Bateman was in the middle of a Grand County Council workshop on land use regulations Tuesday afternoon when he dropped the bombshell. “My phone is ringing off the hook,” said the attorney. “Hotel developers feel like they’re fixing a big problem” that the industry is not entirely responsible for causing.
Bateman said his office is writing an advisory opinion at the behest of the lodging industry. He explained such opinions are written in an effort to predict what a judge might decide if the issue were litigated. Bateman made it clear the opinion is just that, it doesn’t come “with the force of law,” but it does serve to help people decide whether or not to file a lawsuit.
He did not offer insight into which side his office is leaning, saying the opinion would be finished in a matter of weeks. The fee requirement, also known as an extraction, is part of the city’s affordable housing ordinances. One has been approved and another is nearing a vote. Grand County is pursuing similar laws.
So why is it such a big issue? “You can’t have excessive extractions,” said Bateman.
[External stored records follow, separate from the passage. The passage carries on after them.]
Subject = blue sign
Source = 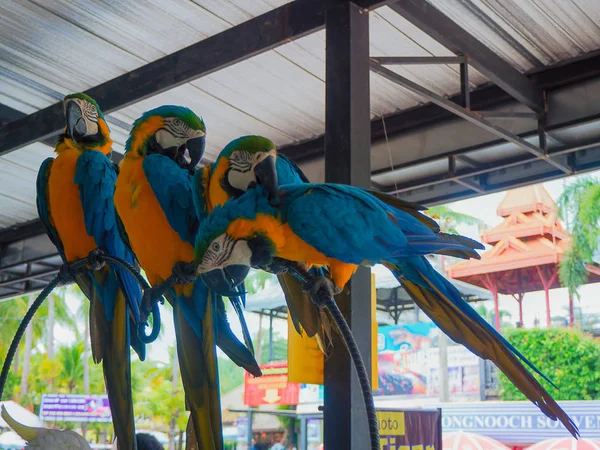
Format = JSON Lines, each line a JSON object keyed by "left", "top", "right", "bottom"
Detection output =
{"left": 442, "top": 401, "right": 600, "bottom": 444}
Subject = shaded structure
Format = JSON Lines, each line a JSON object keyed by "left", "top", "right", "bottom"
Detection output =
{"left": 447, "top": 185, "right": 600, "bottom": 329}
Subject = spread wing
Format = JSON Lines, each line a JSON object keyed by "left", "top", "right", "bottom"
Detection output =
{"left": 283, "top": 183, "right": 480, "bottom": 265}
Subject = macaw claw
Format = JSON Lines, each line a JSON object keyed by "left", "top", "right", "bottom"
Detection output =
{"left": 302, "top": 276, "right": 340, "bottom": 308}
{"left": 171, "top": 261, "right": 197, "bottom": 284}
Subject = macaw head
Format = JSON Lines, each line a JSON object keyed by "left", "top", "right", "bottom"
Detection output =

He said the government can make certain that development pays for itself, but it can’t make development pay for the “issues or mistakes” of others.
Bateman said a legal proportionality test would be used, meaning when government takes something from a business and gives it to the public, it has to be proportional. They can only be compelled to pay for impacts they directly cause.
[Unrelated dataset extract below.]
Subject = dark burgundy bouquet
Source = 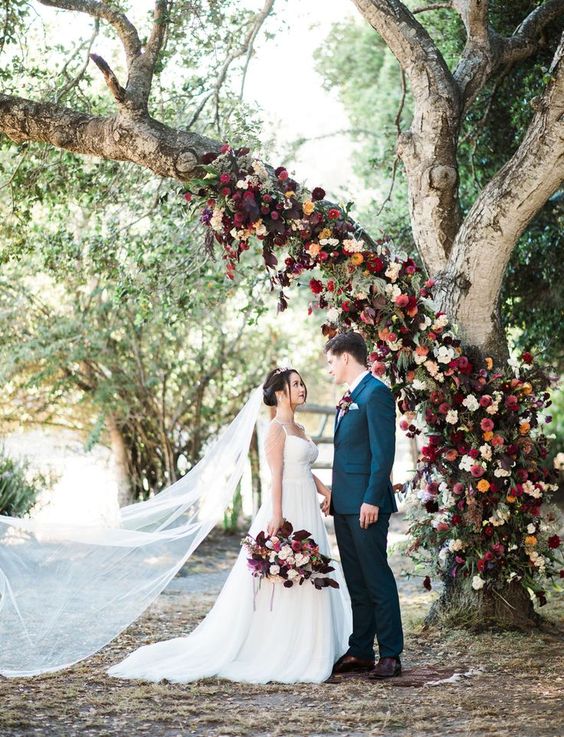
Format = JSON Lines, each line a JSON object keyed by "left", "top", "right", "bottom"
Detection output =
{"left": 241, "top": 520, "right": 339, "bottom": 590}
The Nexus studies both local governments leaned on to draft the respective housing ordinances will be on trial, suggested Bateman. “That’s what we’re doing. We’re looking at the Nexus studies.” There are two of them. The first is a feasibility analysis and the second provides guidance on how to proceed.
Bateman said the city – and potentially the county – could almost certainly expect lawsuits over the issue.
“The fact that we’re doing an opinion is the only reason this isn’t going nuclear.”
Earlier in Bateman’s overview on property rights, he mentioned that local governments that change regulations administratively are vulnerable to lawsuits they would probably lose, whereas cities who do so legislatively are more likely to survive a lawsuit. The City of Moab and Grand County are enacting ordinances, which are legislative actions.